Em França, as questões militares occupam uma grande parte dos trabalhos parlamentares. Obedecendo á ideia de transformar o exercito n'um prolongamento da nação, e o regimento n'um prolongamento da caserna, segundo a phrase tão feliz e democratica de Clémenceau, o Parlamento tem-se visto dotado, especialmente por occasião do orçamento do Ministerio da Guerra, por magnificos relatorios, inspirados na mais perfeita sciencia militar e na mais ampla comprehensão do espirito democratico, relatorios que teem elevado a Ministro da Guerra pessoas estranhas á vida militar, taes como o Sr. Berteaux, e que ahi levarão o Sr. Clotz, auctor do penultimo orçamento do Ministerio da Guerra, e o Sr. Messimy, cujo trabalho, segundo os tópicos expostos na France Militaire, d'estes ultimos dias de dezembro, se inspira sobretudo no cuidado de não onerar as despesas militares do paiz e de crear um corpo de officiaes que exerça um papel verdadeiramente educador na nação armada, a quem não seja estranho nenhum dos problemas sociaes, e cujo espirito seja aberto a todas as ideias novas e á sua livre discussão.
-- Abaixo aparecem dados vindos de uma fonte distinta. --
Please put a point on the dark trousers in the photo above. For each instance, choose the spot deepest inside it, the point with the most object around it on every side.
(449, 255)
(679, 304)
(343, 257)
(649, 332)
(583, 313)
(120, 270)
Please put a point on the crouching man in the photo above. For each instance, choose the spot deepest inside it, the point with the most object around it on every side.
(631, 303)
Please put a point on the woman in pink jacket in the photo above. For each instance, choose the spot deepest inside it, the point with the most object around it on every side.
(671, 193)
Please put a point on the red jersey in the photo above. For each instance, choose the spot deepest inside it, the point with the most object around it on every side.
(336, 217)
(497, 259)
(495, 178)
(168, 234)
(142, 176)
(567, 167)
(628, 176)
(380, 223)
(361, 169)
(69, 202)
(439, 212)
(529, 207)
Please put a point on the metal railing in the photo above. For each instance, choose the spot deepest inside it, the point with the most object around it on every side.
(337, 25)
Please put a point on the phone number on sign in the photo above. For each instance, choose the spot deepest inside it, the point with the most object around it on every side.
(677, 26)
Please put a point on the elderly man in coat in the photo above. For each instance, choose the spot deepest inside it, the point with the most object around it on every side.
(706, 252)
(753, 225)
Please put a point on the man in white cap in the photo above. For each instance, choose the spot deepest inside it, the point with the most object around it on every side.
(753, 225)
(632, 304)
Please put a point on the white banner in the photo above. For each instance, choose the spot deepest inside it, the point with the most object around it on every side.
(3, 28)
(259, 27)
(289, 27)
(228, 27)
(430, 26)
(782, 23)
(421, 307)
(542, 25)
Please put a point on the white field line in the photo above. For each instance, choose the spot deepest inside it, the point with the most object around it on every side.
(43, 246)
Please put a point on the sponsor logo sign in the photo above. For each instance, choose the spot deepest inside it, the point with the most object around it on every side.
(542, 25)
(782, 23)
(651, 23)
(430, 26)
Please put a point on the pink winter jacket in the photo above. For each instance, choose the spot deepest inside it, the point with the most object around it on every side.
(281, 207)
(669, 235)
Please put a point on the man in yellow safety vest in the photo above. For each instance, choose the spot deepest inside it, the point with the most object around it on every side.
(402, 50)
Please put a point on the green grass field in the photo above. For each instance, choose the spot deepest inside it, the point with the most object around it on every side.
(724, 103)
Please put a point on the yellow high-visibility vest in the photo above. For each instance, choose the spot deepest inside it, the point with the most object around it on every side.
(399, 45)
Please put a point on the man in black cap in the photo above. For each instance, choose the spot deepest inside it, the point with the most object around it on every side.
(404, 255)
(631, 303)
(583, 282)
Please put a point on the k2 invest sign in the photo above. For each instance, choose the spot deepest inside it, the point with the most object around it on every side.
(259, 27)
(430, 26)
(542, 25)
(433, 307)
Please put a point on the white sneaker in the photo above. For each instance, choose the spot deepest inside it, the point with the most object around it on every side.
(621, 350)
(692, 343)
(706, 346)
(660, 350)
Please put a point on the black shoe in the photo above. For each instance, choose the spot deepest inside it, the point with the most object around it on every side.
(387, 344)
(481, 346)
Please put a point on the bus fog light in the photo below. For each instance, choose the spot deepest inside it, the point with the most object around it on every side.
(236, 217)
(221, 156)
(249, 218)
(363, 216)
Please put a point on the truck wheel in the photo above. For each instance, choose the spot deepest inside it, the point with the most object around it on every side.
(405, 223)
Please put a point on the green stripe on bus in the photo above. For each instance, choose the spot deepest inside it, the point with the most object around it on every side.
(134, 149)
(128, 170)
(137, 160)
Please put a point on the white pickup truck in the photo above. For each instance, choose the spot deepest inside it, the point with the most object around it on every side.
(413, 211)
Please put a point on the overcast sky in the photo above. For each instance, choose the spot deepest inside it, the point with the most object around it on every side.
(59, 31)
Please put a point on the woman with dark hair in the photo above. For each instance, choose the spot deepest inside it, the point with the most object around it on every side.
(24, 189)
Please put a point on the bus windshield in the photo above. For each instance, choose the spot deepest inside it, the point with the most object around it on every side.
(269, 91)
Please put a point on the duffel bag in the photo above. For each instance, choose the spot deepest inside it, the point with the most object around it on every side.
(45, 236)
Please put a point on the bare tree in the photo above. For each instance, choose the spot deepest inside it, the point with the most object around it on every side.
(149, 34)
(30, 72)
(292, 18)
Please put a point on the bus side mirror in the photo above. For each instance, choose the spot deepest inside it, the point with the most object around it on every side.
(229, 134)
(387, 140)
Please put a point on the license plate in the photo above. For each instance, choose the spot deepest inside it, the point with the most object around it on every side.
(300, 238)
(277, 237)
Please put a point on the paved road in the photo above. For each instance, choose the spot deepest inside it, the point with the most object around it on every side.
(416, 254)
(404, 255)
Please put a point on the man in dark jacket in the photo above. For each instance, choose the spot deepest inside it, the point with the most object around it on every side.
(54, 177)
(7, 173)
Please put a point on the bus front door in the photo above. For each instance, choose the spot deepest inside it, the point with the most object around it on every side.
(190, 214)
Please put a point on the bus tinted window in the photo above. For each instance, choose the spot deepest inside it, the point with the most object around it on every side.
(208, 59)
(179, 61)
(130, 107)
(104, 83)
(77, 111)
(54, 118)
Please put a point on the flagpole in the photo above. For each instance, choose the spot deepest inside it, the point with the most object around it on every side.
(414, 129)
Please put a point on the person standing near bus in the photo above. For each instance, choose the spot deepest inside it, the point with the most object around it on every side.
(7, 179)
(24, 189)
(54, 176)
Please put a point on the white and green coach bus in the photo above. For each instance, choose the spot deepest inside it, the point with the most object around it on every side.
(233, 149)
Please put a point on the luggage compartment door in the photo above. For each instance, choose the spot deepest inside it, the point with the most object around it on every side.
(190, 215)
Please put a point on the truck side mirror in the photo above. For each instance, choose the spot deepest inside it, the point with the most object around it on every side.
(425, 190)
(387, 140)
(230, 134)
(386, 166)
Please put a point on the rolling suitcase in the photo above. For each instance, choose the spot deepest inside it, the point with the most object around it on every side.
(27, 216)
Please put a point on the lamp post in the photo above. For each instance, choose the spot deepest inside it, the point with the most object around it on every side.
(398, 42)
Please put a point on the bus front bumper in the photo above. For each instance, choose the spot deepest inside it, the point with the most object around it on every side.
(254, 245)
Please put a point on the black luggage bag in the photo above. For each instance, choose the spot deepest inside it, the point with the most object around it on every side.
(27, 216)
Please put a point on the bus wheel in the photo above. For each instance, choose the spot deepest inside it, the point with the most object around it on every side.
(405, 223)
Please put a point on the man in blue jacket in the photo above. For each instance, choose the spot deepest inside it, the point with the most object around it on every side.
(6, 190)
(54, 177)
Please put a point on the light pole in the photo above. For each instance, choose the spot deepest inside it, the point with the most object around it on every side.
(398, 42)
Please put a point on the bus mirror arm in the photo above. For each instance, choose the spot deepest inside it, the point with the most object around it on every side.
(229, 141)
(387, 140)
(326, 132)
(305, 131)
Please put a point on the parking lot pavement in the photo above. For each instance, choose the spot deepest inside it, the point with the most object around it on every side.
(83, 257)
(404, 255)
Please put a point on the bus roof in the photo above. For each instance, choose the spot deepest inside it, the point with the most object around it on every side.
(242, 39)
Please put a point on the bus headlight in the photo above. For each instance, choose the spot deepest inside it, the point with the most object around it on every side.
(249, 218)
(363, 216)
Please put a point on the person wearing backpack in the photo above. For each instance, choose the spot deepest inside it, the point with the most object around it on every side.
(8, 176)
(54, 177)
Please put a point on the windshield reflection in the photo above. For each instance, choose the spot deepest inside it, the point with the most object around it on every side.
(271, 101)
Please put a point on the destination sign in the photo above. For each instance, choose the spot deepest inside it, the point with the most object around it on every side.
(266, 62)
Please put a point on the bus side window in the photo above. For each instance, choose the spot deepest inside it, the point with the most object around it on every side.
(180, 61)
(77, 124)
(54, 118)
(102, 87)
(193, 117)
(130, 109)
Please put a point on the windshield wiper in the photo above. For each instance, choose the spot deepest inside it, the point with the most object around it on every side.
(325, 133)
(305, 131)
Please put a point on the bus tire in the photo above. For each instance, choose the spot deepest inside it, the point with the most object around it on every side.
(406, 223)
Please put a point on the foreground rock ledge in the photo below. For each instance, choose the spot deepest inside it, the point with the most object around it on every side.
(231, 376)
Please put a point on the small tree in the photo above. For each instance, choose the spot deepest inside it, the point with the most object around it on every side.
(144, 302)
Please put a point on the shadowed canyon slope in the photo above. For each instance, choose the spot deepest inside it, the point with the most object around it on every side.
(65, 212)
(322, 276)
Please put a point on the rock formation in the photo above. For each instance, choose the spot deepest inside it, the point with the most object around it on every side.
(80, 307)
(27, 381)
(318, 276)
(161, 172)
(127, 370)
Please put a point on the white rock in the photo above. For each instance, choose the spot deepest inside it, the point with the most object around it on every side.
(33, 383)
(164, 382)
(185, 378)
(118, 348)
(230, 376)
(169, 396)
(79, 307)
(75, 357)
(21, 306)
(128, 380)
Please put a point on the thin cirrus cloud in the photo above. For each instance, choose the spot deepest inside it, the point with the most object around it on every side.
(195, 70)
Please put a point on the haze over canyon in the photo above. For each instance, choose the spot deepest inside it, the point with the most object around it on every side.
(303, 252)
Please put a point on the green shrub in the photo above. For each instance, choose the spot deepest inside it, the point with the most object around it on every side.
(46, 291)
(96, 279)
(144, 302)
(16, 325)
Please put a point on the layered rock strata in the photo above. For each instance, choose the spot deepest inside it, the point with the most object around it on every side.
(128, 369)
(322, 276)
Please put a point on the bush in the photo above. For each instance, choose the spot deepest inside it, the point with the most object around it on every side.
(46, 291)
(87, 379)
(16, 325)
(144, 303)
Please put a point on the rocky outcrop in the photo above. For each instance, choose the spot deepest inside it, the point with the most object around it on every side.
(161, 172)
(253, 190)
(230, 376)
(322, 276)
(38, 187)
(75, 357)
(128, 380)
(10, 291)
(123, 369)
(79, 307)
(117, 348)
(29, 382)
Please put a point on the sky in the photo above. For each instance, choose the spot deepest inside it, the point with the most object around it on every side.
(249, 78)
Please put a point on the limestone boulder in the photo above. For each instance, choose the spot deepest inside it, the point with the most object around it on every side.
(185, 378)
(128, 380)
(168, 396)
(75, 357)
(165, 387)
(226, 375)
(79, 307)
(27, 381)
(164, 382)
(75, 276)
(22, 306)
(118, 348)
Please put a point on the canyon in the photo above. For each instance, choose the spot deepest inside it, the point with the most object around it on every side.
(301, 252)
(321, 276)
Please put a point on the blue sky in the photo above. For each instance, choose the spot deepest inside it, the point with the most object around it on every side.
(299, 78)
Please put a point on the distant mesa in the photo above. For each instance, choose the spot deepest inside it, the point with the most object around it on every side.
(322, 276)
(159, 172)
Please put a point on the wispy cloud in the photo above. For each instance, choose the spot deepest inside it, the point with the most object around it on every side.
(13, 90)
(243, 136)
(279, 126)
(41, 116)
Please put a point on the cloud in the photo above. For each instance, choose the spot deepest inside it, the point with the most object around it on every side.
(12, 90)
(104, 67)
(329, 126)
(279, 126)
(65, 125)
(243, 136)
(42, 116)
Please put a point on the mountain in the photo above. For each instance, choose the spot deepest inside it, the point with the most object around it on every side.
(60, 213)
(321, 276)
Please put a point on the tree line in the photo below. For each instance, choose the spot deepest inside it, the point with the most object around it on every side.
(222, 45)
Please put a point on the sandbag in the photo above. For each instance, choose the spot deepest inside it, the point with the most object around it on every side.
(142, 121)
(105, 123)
Á massa semi-ignorante dos contingentes annuaes é necessario modificar-lhes os methodos militares em uso, dar-lhes uma parte importante na educação moral, civica e social. Não por forma a que o regimento deixe de ser, antes de tudo e acima de tudo, uma es cola profissional, mas para que elle seja tambem uma escola de cidadãos livres, que regressando um dia, e no mais breve prazo possivel, á vida civil, levem o amor pela profissão que exerceram, o aperfeiçoamento da sua natureza moral e uma copia de conhecimentos que lhes sejam proficuos na lucta pela vida e no interesse do seu paiz.

É extraordinario o que, com a collaboração do Parlamento, se está fazendo em França para educar o corpo de officiaes de modo a elles se adequarem á ficção democratica dos exercitos modernos; e extraordinario é o que ali ainda se espera fazer a esse respeito e que tão notavelmente se acha em trabalhos do capitão Jibé; é maravilhoso o que já se está praticando em muitos regimentos, lembrando-me agora o que li na France Militaire acêrca de verdadeiras festas de propaganda e ensino sobre agricultura e hygiene das pessoas, dos animaes, das herdades e das fabricas, sobre principios de colonização e de mutualidade celebradas em regimentos francezes.

O Parlamento Francez não tem ficado nunca indifferente ás graves questões militares. E ainda agora o general Picquart lhe vae submetter as grandes reformas, inspiradas n'um caracter democratico, expostas no programma ministerial de Clémenceau e largamente annunciadas nos jornaes da França, que se referem á suppressão dos conselhos de guerra, á lei dos quadros, a novas determinações sobre o recrutamento e sobre a promoção dos officiaes.

Em todos os paizes, emfim, as questões militares são largamente discutidas no Parlamento, e são-n'o sobretudo nos paizes de principios politicos democraticos.

Quanto pois o não devem ser n'um paiz como o nosso, que não pode ser um grande paiz guerreiro e dominador, que não possue os largos recursos financeiros de outras nações, mas a que as suas allianças impõem obrigações, a um paiz como o nosso em que tudo parece indicar que nos aproximemos, na nossa, da organização militar, tão profundamente democratica, da Suissa?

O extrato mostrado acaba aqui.